Where does this come from? Other tests use the actual path to the folder.

May be you could use heard in other test in same patch?

I'm not quite sure what you mean by "heard". Searching for "heard" in the LLVM code and Googling "llvm heard" reveal nothing useful. Please can you explain what you mean?

If you're suggesting that I could use the new <string> header to replace declarations of basic_string etc. in other tests then I think that would be possible with some careful checking to make sure it include the necessary functionality. I think that would easier to review separately rather than in a single patch though.
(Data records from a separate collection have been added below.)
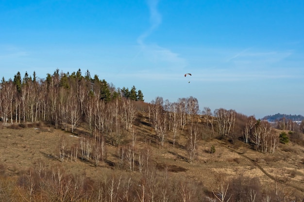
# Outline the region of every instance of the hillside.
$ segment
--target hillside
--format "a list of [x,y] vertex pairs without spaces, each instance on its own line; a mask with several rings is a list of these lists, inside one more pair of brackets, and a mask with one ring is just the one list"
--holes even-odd
[[301,115],[291,115],[285,114],[278,113],[274,115],[266,116],[262,120],[268,120],[270,122],[275,122],[282,120],[285,118],[286,120],[291,120],[292,121],[300,122],[304,120],[304,116]]
[[[201,124],[203,124],[203,119],[200,119]],[[152,187],[153,186],[158,185],[157,186],[160,187],[167,185],[166,187],[171,187],[170,191],[167,190],[168,193],[173,192],[173,185],[178,184],[179,185],[176,187],[178,190],[176,194],[179,193],[179,196],[177,197],[178,199],[180,199],[181,190],[184,190],[181,189],[181,187],[185,186],[184,188],[187,189],[186,191],[184,190],[184,194],[189,195],[189,197],[195,198],[194,196],[200,193],[200,199],[193,199],[193,201],[208,201],[208,199],[214,198],[212,191],[217,193],[219,190],[217,189],[218,186],[220,185],[221,182],[224,187],[227,186],[228,193],[233,199],[235,199],[234,197],[236,197],[238,191],[241,191],[241,187],[238,187],[239,186],[255,190],[257,193],[257,197],[258,196],[260,199],[266,196],[272,196],[275,193],[277,193],[276,197],[282,199],[287,197],[298,200],[304,198],[304,159],[303,157],[304,148],[299,145],[292,143],[280,144],[274,153],[263,154],[256,152],[252,145],[244,144],[240,140],[233,144],[229,141],[229,139],[215,137],[200,140],[195,157],[190,163],[188,154],[185,149],[186,128],[180,131],[180,135],[174,147],[172,144],[171,132],[168,132],[168,140],[163,146],[160,146],[155,141],[155,133],[149,124],[147,114],[137,116],[134,129],[136,131],[134,146],[136,155],[139,156],[140,154],[149,153],[149,155],[143,155],[145,158],[149,156],[149,160],[145,163],[148,166],[146,168],[144,166],[141,172],[139,172],[137,167],[135,168],[134,171],[128,171],[128,161],[126,159],[122,164],[120,164],[122,159],[119,157],[119,154],[122,149],[125,150],[125,154],[128,154],[132,142],[130,133],[126,134],[119,146],[107,143],[106,159],[97,166],[94,166],[92,159],[83,160],[79,158],[74,160],[71,158],[70,154],[72,153],[71,149],[73,145],[79,144],[81,138],[79,135],[84,135],[84,131],[80,130],[78,133],[72,134],[41,123],[1,126],[0,130],[1,179],[2,180],[9,179],[10,182],[16,182],[14,183],[17,185],[17,187],[24,188],[19,188],[18,197],[27,200],[31,198],[33,201],[34,201],[34,196],[30,197],[28,191],[31,186],[27,180],[31,179],[29,177],[31,176],[31,174],[29,175],[29,171],[32,171],[30,173],[33,176],[35,173],[39,173],[42,176],[42,172],[51,173],[52,172],[54,176],[56,176],[56,173],[62,172],[62,176],[71,174],[75,177],[82,176],[84,180],[83,183],[85,182],[86,184],[90,185],[92,191],[93,187],[96,188],[98,182],[102,182],[106,186],[106,184],[112,180],[112,183],[117,186],[118,181],[117,180],[120,176],[123,186],[127,186],[125,183],[128,179],[130,179],[133,185],[135,183],[138,184],[138,186],[141,185],[141,187],[145,185],[147,189],[149,187],[149,191],[152,191]],[[276,131],[278,135],[281,132]],[[63,139],[67,144],[67,152],[65,159],[62,161],[60,148],[62,145]],[[213,145],[216,151],[211,154],[210,148]],[[153,173],[155,176],[151,175]],[[152,176],[154,176],[153,179],[151,178]],[[35,178],[34,181],[36,183],[35,184],[35,192],[43,194],[47,193],[49,196],[51,195],[49,193],[53,194],[55,192],[53,189],[57,187],[51,187],[50,185],[46,186],[48,187],[47,191],[41,192],[41,190],[39,191],[38,188],[39,184],[38,178]],[[45,178],[40,177],[40,179]],[[163,179],[167,180],[164,181],[162,180]],[[144,184],[142,181],[144,179],[146,182],[144,183],[149,183]],[[2,185],[3,182],[1,182]],[[44,186],[46,186],[46,184],[43,181]],[[109,188],[108,186],[106,186],[107,189]],[[156,188],[156,186],[154,188]],[[106,190],[104,194],[108,193],[108,189]],[[11,190],[10,191],[17,191]],[[140,193],[139,191],[143,191],[143,189],[140,188],[135,192],[130,194],[130,197],[132,196],[135,201],[140,201],[139,199],[142,197],[142,193]],[[194,194],[195,192],[196,194]],[[151,196],[152,193],[149,193]],[[73,201],[89,201],[82,200]],[[40,201],[36,198],[34,201]]]

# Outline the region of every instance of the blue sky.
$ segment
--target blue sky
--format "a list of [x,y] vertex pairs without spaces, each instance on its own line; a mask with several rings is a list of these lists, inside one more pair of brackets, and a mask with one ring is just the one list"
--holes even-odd
[[[146,102],[304,115],[304,1],[0,0],[0,76],[88,69]],[[192,76],[185,78],[186,73]],[[190,81],[190,83],[188,83]]]

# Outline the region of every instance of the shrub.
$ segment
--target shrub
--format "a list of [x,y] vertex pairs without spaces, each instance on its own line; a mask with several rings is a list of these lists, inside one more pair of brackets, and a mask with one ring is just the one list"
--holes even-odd
[[282,132],[280,133],[280,142],[286,144],[289,141],[289,140],[287,137],[287,134],[285,132]]
[[214,145],[212,145],[210,148],[210,153],[213,154],[214,153],[215,153],[215,147],[214,147]]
clang-tools-extra/test/clang-tidy/checkers/readability/redundant-string-cstr.cpp
1–2

I copied it from other checks:

clang-tools-extra/test/clang-tidy/checkers/bugprone/signal-handler-minimal.c:// RUN: -- -isystem %clang_tidy_headers
clang-tools-extra/test/clang-tidy/checkers/bugprone/signal-handler-posix.c:// RUN: -- -isystem %clang_tidy_headers
clang-tools-extra/test/clang-tidy/checkers/bugprone/signal-handler.c:// RUN: %check_clang_tidy %s bugprone-signal-handler %t -- -- -isystem %clang_tidy_headers
clang-tools-extra/test/clang-tidy/checkers/bugprone/signal-handler.cpp:// RUN: %check_clang_tidy -std=c++14 %s bugprone-signal-handler %t -- -- -isystem %clang_tidy_headers -isystem %S/Inputs/signal-handler -target x86_64-unknown-unknown
clang-tools-extra/test/clang-tidy/checkers/bugprone/suspicious-include.cpp:// RUN: %check_clang_tidy %s bugprone-suspicious-include %t -- -- -isystem %clang_tidy_headers -fmodules
clang-tools-extra/test/clang-tidy/checkers/google/objc-function-naming.m:// RUN: %check_clang_tidy %s google-objc-function-naming %t -- -- -isystem %clang_tidy_headers
clang-tools-extra/test/clang-tidy/checkers/llvm/include-order.cpp:// RUN: %check_clang_tidy %s llvm-include-order %t -- -- -isystem %clang_tidy_headers
clang-tools-extra/test/clang-tidy/checkers/modernize/pass-by-value-macro-header.cpp:// RUN: %check_clang_tidy %s modernize-pass-by-value %t -- -- -isystem %clang_tidy_headers
clang-tools-extra/test/clang-tidy/checkers/performance/move-constructor-init.cpp:// RUN: -- -isystem %clang_tidy_headers
clang-tools-extra/test/clang-tidy/checkers/readability/redundant-string-cstr-format.cpp:// RUN: %check_clang_tidy -check-suffix=STDFORMAT -std=c++20 %s readability-redundant-string-cstr %t -- --  -isystem %clang_tidy_headers -DTEST_STDFORMAT
clang-tools-extra/test/clang-tidy/checkers/readability/redundant-string-cstr-format.cpp:// RUN: %check_clang_tidy -check-suffixes=STDFORMAT,STDPRINT -std=c++2b %s readability-redundant-string-cstr %t -- --  -isystem %clang_tidy_headers -DTEST_STDFORMAT -DTEST_STDPRINT
clang-tools-extra/test/clang-tidy/checkers/readability/redundant-string-cstr.cpp:// RUN: %check_clang_tidy %s readability-redundant-string-cstr %t -- -- -isystem %clang_tidy_headers

It seems to work!

mikecrowe marked an inline comment as done.Feb 17 2023, 9:08 AM

If you're suggesting that I could use the new <string> header to replace declarations of basic_string etc. in other tests then I think that would be possible with some careful checking to make sure it include the necessary functionality. I think that would easier to review separately rather than in a single patch though.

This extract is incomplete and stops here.